Rumsfeld was taught how to play Churchill Solitaire in 1973, by diplomat André de Staercke, who learned it directly from Churchill. Rumsfeld said that Churchill began playing it during The Blitz in 1940. In a Medium post, Rumsfeld wrote that "there were probably a dozen or so people in the entire world who knew how to play [Churchill Solitaire]", and that he had the mobile game developed in order to preserve it.

The variation uses two decks of cards and ten columns, instead of one deck and seven columns (as used in Klondike). It also adds "the Devil's Six", a set of six cards which the player has to place directly into the wastepile and cannot use within the tableau. The variant has been labelled difficult by Rumsfeld himself and multiple newspapers.

== Mobile app ==
The Churchill Solitaire app was developed by Rumsfeld, Snapdragon Studios, and Javelin, and was released in 2016. Rumsfeld had previously worked with Javelin to publish his book Rumsfeld's Rules. Javelin – named for the Secret Service code name for Joyce Pierson, Rumsfeld's wife – is owned by Keith Urbahn, who previously served as Rumsfeld's chief of staff while he was Secretary of Defense.

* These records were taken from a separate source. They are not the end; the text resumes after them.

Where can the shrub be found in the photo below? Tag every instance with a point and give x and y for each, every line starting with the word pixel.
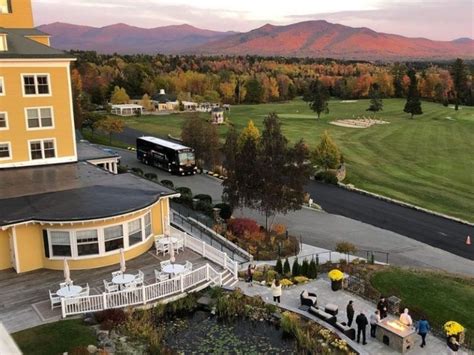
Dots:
pixel 204 198
pixel 167 183
pixel 346 248
pixel 279 266
pixel 295 268
pixel 326 176
pixel 240 226
pixel 226 210
pixel 286 267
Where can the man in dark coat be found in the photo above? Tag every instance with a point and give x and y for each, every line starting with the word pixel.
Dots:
pixel 350 313
pixel 382 306
pixel 362 323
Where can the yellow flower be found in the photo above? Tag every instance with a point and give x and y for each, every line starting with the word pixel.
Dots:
pixel 453 328
pixel 336 275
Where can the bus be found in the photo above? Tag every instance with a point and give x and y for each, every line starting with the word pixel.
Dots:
pixel 172 157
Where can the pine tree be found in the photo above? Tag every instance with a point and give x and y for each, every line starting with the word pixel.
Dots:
pixel 376 103
pixel 413 104
pixel 317 97
pixel 295 268
pixel 279 266
pixel 286 267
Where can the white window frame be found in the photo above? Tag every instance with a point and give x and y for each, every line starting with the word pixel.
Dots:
pixel 6 121
pixel 2 85
pixel 38 109
pixel 42 140
pixel 35 75
pixel 10 157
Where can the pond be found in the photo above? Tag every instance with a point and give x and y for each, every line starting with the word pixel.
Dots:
pixel 203 333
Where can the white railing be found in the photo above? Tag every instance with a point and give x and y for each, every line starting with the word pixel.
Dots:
pixel 186 282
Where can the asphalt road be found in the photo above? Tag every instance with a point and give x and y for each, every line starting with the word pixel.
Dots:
pixel 434 230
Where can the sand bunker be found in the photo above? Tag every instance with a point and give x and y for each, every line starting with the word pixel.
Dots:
pixel 358 123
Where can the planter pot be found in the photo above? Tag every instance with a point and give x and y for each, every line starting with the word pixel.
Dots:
pixel 336 285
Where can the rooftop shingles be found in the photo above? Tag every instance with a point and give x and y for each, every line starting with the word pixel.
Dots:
pixel 72 192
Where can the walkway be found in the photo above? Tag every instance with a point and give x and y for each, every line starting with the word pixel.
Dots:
pixel 291 301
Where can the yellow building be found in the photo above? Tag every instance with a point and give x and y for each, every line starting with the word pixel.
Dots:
pixel 60 199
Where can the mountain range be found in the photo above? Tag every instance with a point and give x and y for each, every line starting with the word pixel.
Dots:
pixel 303 39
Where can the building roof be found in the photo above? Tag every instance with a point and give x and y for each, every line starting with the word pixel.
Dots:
pixel 87 151
pixel 72 192
pixel 21 47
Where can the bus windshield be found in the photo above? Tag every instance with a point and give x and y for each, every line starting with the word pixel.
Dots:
pixel 187 158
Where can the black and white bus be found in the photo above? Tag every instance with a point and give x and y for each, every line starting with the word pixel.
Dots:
pixel 172 157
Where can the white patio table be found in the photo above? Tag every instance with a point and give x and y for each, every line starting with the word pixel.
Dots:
pixel 175 269
pixel 69 291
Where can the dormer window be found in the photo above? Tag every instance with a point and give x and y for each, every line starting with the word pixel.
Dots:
pixel 5 7
pixel 3 42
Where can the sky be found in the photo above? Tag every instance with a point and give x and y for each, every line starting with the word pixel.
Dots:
pixel 433 19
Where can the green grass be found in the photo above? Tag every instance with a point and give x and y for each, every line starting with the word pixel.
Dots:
pixel 439 297
pixel 55 338
pixel 426 161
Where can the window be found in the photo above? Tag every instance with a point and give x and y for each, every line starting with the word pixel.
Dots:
pixel 36 84
pixel 87 242
pixel 113 237
pixel 3 121
pixel 44 149
pixel 135 232
pixel 60 243
pixel 5 151
pixel 39 117
pixel 148 225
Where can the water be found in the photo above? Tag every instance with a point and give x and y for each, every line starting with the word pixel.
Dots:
pixel 202 333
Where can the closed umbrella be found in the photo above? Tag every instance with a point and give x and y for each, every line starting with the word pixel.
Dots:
pixel 67 273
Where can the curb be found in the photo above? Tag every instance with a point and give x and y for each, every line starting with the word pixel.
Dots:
pixel 404 204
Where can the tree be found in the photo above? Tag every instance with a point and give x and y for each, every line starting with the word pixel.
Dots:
pixel 119 96
pixel 111 125
pixel 376 103
pixel 413 104
pixel 327 154
pixel 317 97
pixel 459 75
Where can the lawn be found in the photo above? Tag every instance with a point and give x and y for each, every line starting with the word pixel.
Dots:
pixel 426 161
pixel 439 297
pixel 55 338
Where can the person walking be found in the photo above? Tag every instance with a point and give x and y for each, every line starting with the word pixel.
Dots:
pixel 350 312
pixel 374 319
pixel 276 290
pixel 382 306
pixel 361 321
pixel 423 327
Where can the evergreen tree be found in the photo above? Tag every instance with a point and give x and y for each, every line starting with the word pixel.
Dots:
pixel 279 266
pixel 286 267
pixel 295 268
pixel 413 104
pixel 459 75
pixel 376 103
pixel 317 97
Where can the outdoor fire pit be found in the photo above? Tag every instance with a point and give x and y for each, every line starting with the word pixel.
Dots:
pixel 396 335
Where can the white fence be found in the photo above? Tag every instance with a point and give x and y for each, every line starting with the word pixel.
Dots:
pixel 187 282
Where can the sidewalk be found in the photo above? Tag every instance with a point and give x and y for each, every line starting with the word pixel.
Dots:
pixel 291 300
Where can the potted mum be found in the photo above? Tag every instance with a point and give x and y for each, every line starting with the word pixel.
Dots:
pixel 336 276
pixel 454 329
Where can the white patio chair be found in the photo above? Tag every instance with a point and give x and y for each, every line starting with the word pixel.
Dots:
pixel 55 299
pixel 110 286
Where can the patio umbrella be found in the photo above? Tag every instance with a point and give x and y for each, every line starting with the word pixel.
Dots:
pixel 67 273
pixel 122 261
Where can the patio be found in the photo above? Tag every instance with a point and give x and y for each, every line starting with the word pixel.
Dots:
pixel 24 299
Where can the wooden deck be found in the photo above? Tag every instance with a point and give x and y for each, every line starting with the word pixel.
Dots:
pixel 23 296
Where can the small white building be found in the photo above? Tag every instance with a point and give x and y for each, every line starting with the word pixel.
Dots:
pixel 127 109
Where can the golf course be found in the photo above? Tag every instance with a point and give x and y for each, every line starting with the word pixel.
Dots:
pixel 426 161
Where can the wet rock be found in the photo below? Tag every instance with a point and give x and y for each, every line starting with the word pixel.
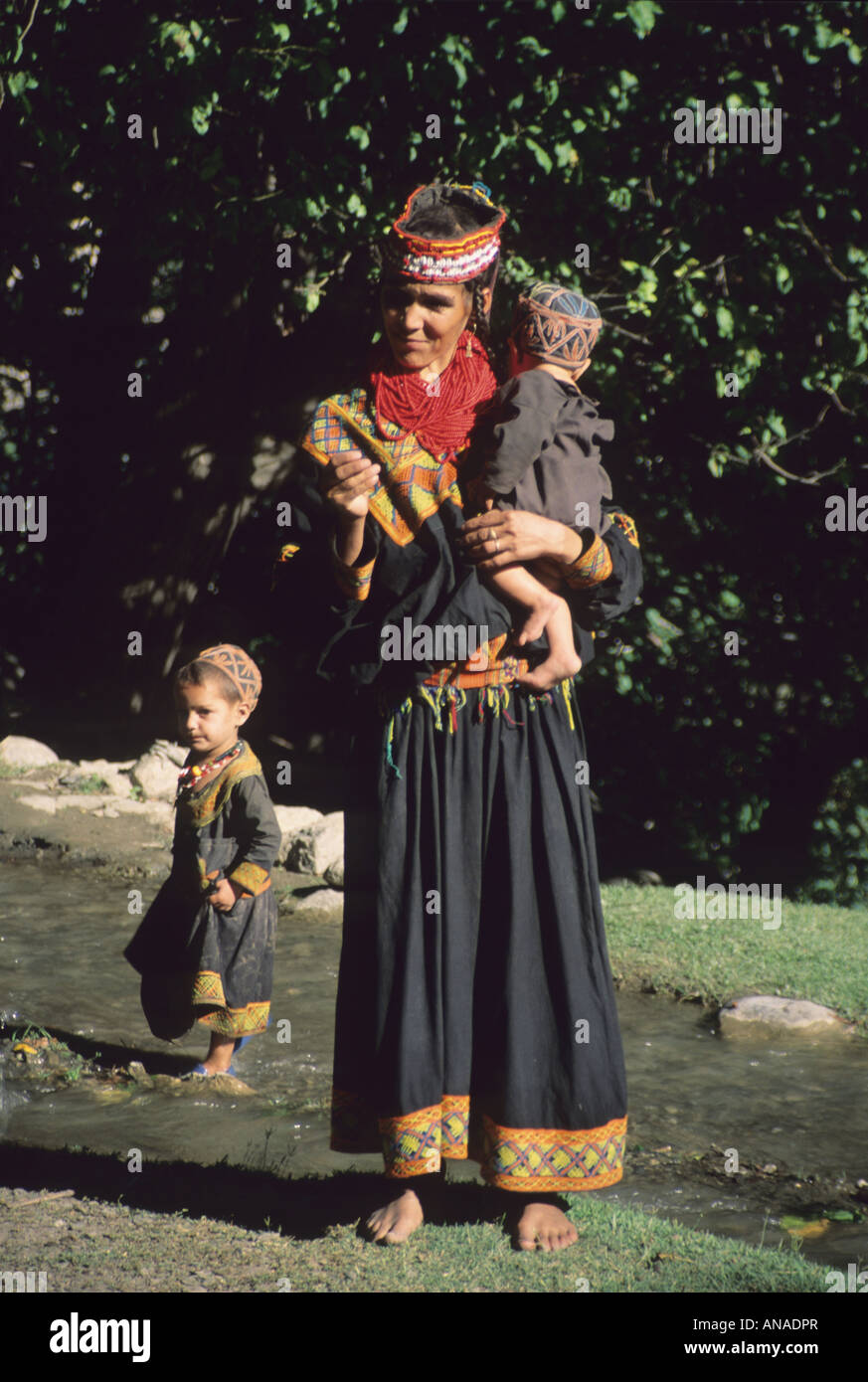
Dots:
pixel 292 821
pixel 335 874
pixel 323 900
pixel 116 776
pixel 25 754
pixel 319 846
pixel 156 772
pixel 765 1013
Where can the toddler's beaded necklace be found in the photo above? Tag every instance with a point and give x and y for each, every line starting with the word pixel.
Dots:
pixel 195 773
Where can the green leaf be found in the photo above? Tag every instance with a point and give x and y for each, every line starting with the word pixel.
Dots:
pixel 643 13
pixel 539 153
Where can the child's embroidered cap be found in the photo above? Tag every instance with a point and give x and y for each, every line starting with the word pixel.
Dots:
pixel 556 325
pixel 240 668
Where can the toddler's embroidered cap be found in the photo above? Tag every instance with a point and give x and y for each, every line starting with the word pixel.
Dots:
pixel 240 668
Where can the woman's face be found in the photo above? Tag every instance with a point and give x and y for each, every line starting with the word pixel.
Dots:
pixel 424 322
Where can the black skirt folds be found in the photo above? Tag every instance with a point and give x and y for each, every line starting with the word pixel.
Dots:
pixel 475 1012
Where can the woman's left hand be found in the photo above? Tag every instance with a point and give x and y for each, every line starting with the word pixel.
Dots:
pixel 500 538
pixel 226 896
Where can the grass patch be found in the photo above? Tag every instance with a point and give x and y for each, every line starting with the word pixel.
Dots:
pixel 619 1251
pixel 817 952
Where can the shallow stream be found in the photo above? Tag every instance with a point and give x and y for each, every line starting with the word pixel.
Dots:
pixel 800 1108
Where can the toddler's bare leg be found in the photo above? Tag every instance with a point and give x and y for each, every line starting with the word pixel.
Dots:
pixel 563 659
pixel 524 589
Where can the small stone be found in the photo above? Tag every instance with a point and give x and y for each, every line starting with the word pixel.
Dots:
pixel 292 821
pixel 765 1013
pixel 323 900
pixel 318 846
pixel 39 803
pixel 156 772
pixel 25 754
pixel 335 874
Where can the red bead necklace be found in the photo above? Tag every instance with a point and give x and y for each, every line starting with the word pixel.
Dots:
pixel 439 412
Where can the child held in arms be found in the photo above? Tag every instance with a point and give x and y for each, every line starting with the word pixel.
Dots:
pixel 537 450
pixel 205 949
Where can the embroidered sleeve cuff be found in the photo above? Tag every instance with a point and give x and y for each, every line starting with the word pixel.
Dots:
pixel 252 878
pixel 353 581
pixel 591 568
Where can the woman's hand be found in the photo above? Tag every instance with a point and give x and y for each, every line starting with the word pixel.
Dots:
pixel 347 481
pixel 226 895
pixel 500 538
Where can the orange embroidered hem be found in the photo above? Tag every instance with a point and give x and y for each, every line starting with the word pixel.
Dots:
pixel 229 1021
pixel 542 1159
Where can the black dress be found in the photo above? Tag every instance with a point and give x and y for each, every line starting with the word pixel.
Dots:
pixel 538 449
pixel 195 960
pixel 475 1013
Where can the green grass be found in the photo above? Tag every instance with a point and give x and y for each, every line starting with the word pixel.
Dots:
pixel 91 783
pixel 817 952
pixel 619 1250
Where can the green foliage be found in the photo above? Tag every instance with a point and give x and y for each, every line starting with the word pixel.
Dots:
pixel 308 126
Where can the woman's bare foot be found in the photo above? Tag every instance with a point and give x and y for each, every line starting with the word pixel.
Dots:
pixel 548 673
pixel 396 1221
pixel 545 1228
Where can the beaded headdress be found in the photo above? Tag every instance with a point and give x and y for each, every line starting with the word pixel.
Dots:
pixel 445 260
pixel 238 666
pixel 556 325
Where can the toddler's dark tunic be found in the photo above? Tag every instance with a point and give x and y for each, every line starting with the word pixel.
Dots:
pixel 195 960
pixel 539 452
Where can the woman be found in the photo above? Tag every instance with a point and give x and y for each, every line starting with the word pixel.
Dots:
pixel 475 1012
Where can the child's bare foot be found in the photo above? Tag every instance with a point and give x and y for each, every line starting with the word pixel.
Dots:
pixel 538 618
pixel 550 672
pixel 220 1056
pixel 396 1221
pixel 545 1228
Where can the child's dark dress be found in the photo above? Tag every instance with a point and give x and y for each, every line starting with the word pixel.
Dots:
pixel 195 960
pixel 539 452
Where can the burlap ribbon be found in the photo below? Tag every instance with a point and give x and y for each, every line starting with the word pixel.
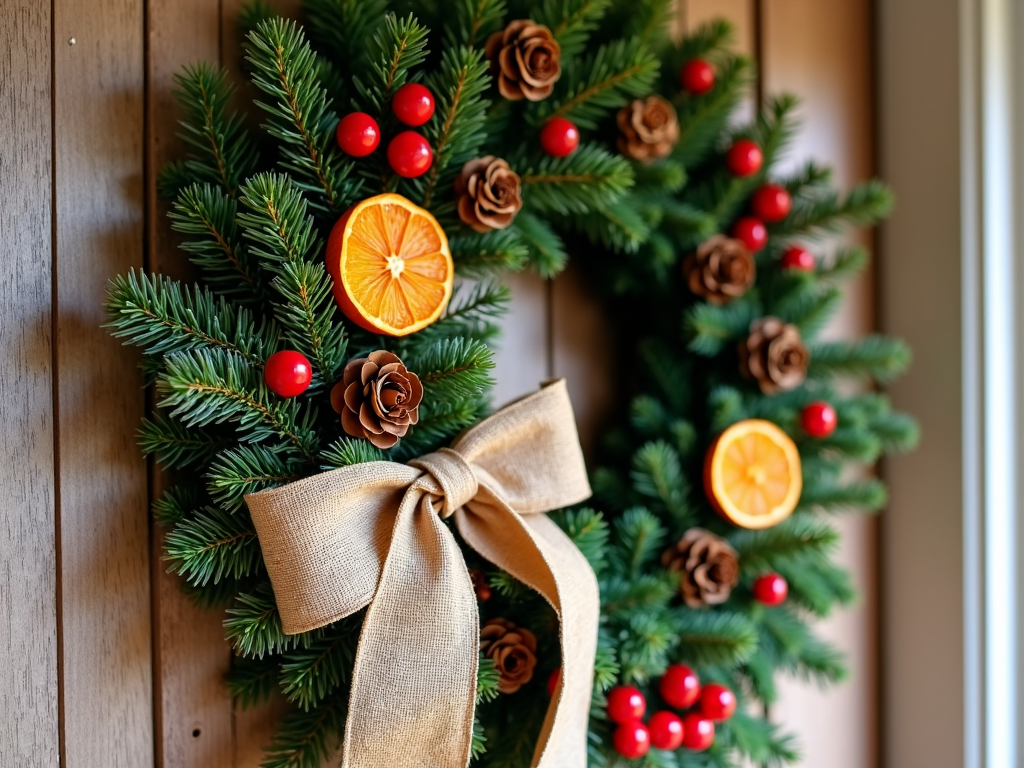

Rumsfeld was uninvolved in its programming, though he playtested it. He said he did not have "much of an idea of what an app even was" prior to development.

The game is themed after World War II and contains archival footage of Churchill. It is free to download, though contains in-app purchases, which are donated to charity. A campaign is also featured, in which players learn of Churchill's life between games. In 2019, it was removed from Google Play due to depicting tobacco smoking on both the cover and featured footage, being reinstated after the age rating was updated to include nicotine depictions as part of the app's age rating.

Churchill Solitaire received positive reviews from critics. Writing for Trusted Reviews, Keith Andrew rated it 3/5 stars, calling it "a solid, if unspectacular, take on solitaire". Brian Barrett of Wired disagreed with its perceived difficulty, calling it "solitaire-plus", though still enjoyed it.